Le temps devrait tout arrangé
Et permettre à mes blessures de s'aggravé
Je me permet d'espéré la revoir
Mais pas de guérir après son départ

Et eux, qui sont t'ils pour mesuré ma peine
Il ne voie pas que mes yeux déborde
Mais larme font plus de vacarme sur mon cœur
Que lorsqu'elles tombes sur le sol

Tous ils m'inspecte pour au fond me dire
Que ça ne tourne pas rond dans ma tête
Que je ne sait pas ce que je veux
Que d'oubliée serait ce qu'il y aurait de mieux

J'ai envie de partir, mais chacun à son heure
Chacun marche sur son chemin
Mais moi je veux retourné sur le sien
Lui tenir la main jusqu'aux bout du chemin
Merveilleux Glorinfeld, je suis bien content que vous soyez encore là. Vous m'excuserez, je ne vous avais pas vu

Je continue donc dans ma lancée


Prise de conscience

Seul dans la multitude
Seul même dans la solitude
Au fil du temps
Devenant si cassant

Tout seul dans le monde
Qui vie en couple comme les ondes
Sur l’eau qui brille illuminée
Par l’amour de la Lune qui se voit reflétée

Cœur blessé qui vous revient
Et qui se casse dans la main
Deux parties de même taille
Et c’est la vie qui défaille

Mais regarder vers l’avenir
Revenir et devenir
A jamais se ressaisir
Mais surtout ne pas périr

Oxayotl
Le chemin du savoir n'est pas aussi long qu'on pourrait le croire et pourtant, nous ne pourrons jamais aller au bout.
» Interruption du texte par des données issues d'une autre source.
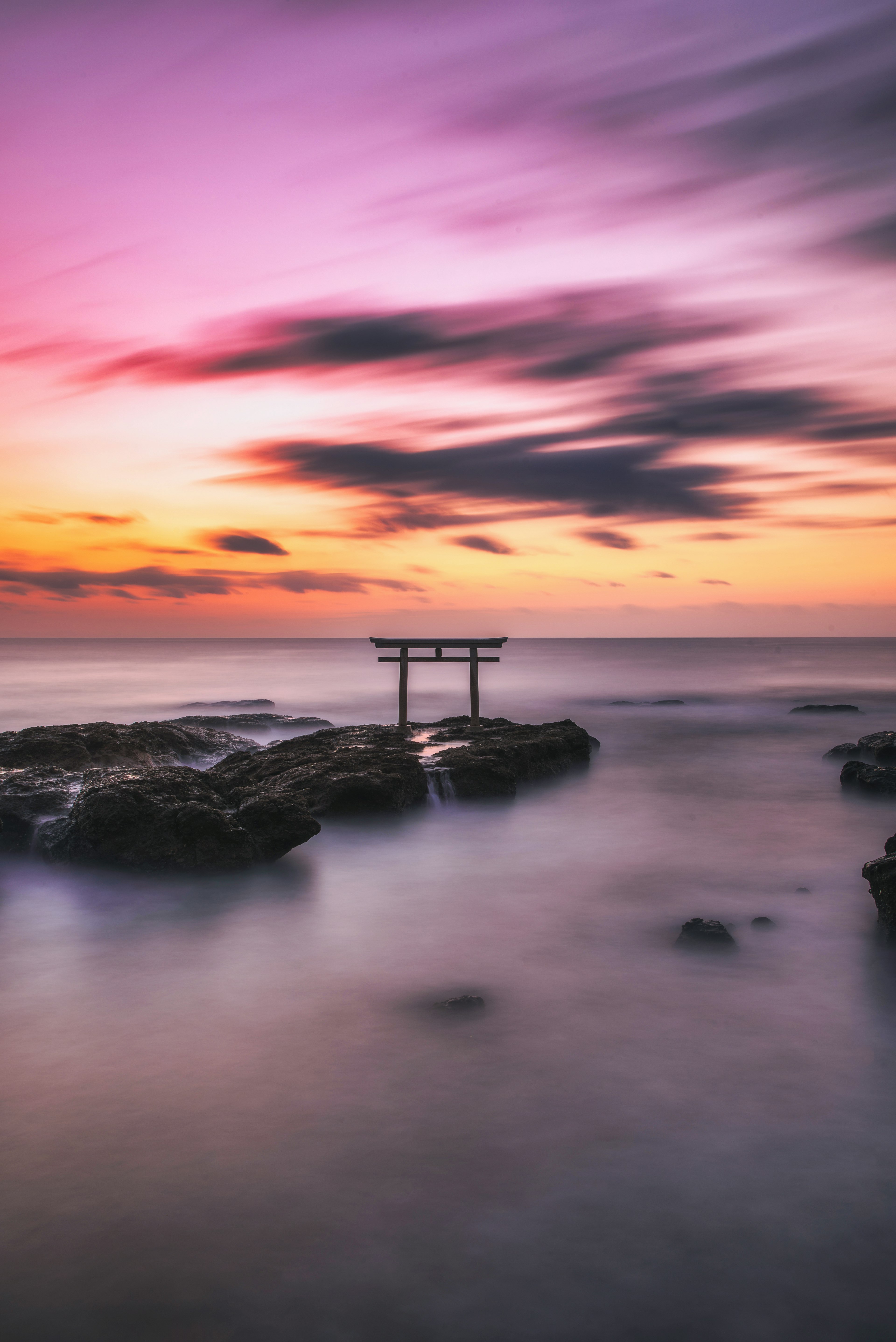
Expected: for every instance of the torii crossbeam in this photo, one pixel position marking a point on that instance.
(403, 660)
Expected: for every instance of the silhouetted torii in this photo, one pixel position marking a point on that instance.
(403, 660)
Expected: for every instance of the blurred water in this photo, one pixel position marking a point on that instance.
(231, 1116)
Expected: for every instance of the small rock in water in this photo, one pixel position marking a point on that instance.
(827, 708)
(710, 933)
(230, 704)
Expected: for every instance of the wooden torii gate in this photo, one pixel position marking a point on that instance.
(403, 660)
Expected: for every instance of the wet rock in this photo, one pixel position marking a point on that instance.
(467, 1002)
(504, 755)
(257, 721)
(880, 874)
(172, 819)
(341, 769)
(880, 747)
(231, 704)
(78, 747)
(876, 779)
(709, 935)
(827, 708)
(32, 796)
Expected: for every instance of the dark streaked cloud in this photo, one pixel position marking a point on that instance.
(611, 540)
(593, 481)
(559, 337)
(483, 543)
(243, 543)
(72, 584)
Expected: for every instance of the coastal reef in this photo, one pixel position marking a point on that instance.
(42, 769)
(129, 796)
(880, 874)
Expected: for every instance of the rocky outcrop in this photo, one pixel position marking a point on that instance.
(875, 779)
(154, 812)
(705, 935)
(32, 796)
(337, 771)
(880, 747)
(174, 819)
(504, 755)
(253, 721)
(880, 874)
(827, 708)
(78, 747)
(42, 768)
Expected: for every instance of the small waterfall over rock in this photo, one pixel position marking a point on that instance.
(439, 787)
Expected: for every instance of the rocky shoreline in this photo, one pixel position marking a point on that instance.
(182, 796)
(871, 769)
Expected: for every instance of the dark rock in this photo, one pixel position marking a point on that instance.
(341, 769)
(876, 779)
(880, 874)
(32, 796)
(706, 935)
(880, 747)
(848, 748)
(88, 745)
(172, 819)
(504, 755)
(231, 704)
(467, 1002)
(257, 721)
(827, 708)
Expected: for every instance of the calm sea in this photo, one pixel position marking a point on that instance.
(231, 1116)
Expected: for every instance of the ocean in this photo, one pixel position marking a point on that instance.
(231, 1115)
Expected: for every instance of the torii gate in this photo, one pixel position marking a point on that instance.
(403, 660)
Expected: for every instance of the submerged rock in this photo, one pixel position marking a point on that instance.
(231, 704)
(706, 935)
(341, 769)
(42, 768)
(504, 755)
(880, 747)
(880, 874)
(876, 779)
(32, 796)
(827, 708)
(91, 744)
(172, 819)
(467, 1002)
(257, 721)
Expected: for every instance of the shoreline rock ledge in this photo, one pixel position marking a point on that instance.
(880, 874)
(131, 799)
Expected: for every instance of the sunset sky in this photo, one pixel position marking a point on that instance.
(570, 317)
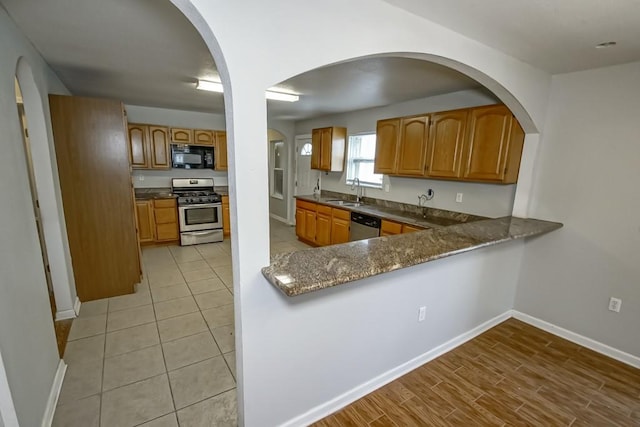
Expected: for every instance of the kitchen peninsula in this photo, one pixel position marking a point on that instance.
(314, 269)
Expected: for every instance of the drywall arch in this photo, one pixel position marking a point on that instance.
(248, 37)
(46, 176)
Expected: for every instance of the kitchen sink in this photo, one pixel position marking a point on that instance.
(347, 203)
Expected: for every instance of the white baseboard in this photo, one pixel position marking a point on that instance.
(589, 343)
(69, 314)
(52, 402)
(279, 218)
(339, 402)
(76, 306)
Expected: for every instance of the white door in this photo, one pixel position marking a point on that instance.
(306, 178)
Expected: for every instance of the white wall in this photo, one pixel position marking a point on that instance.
(27, 339)
(283, 130)
(480, 199)
(588, 177)
(286, 350)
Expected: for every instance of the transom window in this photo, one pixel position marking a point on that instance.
(360, 159)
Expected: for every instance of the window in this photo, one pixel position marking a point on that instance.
(277, 162)
(362, 153)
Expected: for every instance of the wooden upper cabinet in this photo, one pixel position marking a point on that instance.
(220, 153)
(204, 137)
(139, 146)
(226, 216)
(387, 134)
(494, 145)
(159, 147)
(316, 143)
(182, 135)
(328, 146)
(445, 148)
(412, 146)
(146, 226)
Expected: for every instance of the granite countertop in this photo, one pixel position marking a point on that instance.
(409, 214)
(154, 193)
(313, 269)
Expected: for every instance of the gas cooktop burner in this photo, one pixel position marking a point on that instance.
(194, 191)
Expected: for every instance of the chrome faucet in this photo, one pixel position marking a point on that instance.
(356, 184)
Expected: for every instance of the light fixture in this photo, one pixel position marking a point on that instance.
(270, 94)
(209, 86)
(605, 45)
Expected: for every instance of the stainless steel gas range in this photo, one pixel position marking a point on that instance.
(199, 211)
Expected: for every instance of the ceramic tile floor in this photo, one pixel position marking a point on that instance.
(163, 356)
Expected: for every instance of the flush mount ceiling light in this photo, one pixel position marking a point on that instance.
(604, 45)
(270, 94)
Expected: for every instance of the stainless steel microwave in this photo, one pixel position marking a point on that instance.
(191, 157)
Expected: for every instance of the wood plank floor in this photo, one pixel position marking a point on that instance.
(513, 374)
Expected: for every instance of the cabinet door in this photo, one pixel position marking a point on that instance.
(325, 148)
(226, 216)
(203, 137)
(316, 147)
(412, 148)
(339, 231)
(139, 146)
(301, 223)
(182, 136)
(323, 230)
(487, 143)
(387, 133)
(159, 147)
(310, 226)
(144, 210)
(445, 148)
(221, 151)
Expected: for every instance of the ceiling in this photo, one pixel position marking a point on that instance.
(558, 36)
(123, 49)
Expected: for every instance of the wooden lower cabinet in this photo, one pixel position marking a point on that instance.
(157, 221)
(306, 221)
(144, 209)
(340, 222)
(165, 212)
(226, 216)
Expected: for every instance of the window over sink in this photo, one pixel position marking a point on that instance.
(360, 159)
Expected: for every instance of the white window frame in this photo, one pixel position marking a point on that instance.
(353, 163)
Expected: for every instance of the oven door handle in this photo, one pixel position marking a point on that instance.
(200, 233)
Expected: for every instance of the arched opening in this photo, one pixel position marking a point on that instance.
(357, 96)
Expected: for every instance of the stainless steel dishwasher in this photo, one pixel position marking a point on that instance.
(363, 227)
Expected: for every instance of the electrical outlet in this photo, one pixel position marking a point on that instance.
(615, 304)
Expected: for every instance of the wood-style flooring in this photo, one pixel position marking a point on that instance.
(513, 374)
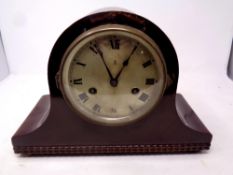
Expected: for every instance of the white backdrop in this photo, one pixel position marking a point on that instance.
(201, 32)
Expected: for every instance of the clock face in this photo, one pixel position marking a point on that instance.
(113, 74)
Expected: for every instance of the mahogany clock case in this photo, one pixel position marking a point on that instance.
(52, 128)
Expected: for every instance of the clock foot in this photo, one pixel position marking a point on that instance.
(47, 132)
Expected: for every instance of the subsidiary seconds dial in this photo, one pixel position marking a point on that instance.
(113, 74)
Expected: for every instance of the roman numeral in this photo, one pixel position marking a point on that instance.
(94, 48)
(83, 97)
(78, 81)
(143, 97)
(96, 108)
(81, 64)
(115, 43)
(147, 63)
(150, 81)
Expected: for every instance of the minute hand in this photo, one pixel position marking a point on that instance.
(126, 62)
(105, 65)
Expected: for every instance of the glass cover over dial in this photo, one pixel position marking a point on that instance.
(113, 74)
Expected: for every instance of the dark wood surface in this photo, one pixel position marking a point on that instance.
(57, 130)
(53, 128)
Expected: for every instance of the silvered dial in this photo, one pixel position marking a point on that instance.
(113, 74)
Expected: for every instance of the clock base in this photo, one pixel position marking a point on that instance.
(41, 133)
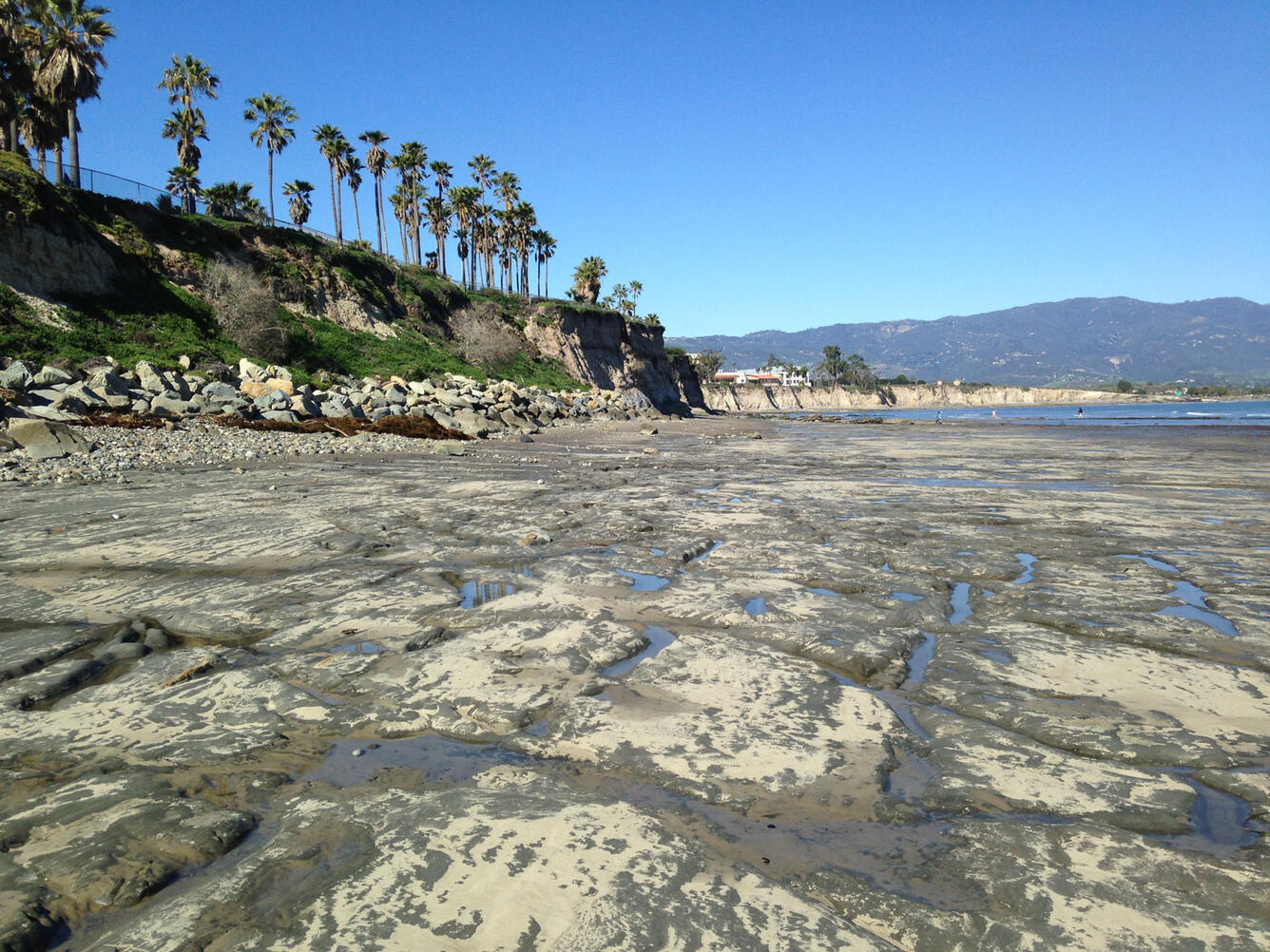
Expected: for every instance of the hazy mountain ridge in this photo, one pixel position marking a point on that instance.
(1078, 340)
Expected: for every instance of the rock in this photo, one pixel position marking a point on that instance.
(15, 376)
(150, 378)
(46, 441)
(170, 404)
(252, 371)
(106, 382)
(219, 391)
(52, 376)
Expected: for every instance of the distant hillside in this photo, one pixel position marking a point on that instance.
(1077, 342)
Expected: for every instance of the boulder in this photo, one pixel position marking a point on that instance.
(46, 441)
(106, 382)
(150, 378)
(249, 371)
(219, 392)
(15, 376)
(52, 376)
(170, 404)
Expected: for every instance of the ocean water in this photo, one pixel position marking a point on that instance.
(1239, 412)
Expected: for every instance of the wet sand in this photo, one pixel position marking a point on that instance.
(740, 684)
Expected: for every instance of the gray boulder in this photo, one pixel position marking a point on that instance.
(252, 371)
(52, 376)
(148, 378)
(170, 404)
(46, 441)
(15, 376)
Nous pouvons l'atteindre mais pas le decouvrir . Vous y êtes presque ma chere
Je continue l'ecriture de ma pensée profonde:

Blanche pureté

Ho toi ! Mon petit oiseau blanc
Ho toi ! Ma princesse de rêve
Ho toi ! La barque qui me soulève
Ho toi ! Et ton son enivrant

Miroir argenté qui reflète
Toute la beauté humaine
Toi qui haïs la haine
Tu ne laisses aucune miette

Amoureuse de la joie
Toute une fois portée en toi
Une déesse couleur du monde
Aussi pure qu’une colombe

A l’infini, au firmament
Feu d’artifice du néant
Viens vers moi joyeux nuage
Tu marches droit comme un mirage

Ne fuis jamais ce qui t’attend
Regarde toujours de temps en temps
L’arbre aux milles feuilles de l’amour
Qui pousse au loin de jour en jour

Oxayotl
tant de beaux poemes,
pourrais je un jour en faire de meme?
il faudrait que j y travaille
mais suis je de taille?


vraiment, je suis impressionne par votre talent. je crois que je vais me mettre au travail, il y a tant de belles choses a apprendre ici.
Un poème que j'avais écrit pour faire ma déclaration à Aldrya:

Tu es comme le jour et moi la nuit, Nous sommes tjs en train de se chercher. D'un seul geste, tu as touché la goutte qui devint Flocon de neige pour ne pas faire déborder le vase .... J'ai brisé ton coeur alors je ferai de mon mieux pour qu'il redevienne ce qu'il était.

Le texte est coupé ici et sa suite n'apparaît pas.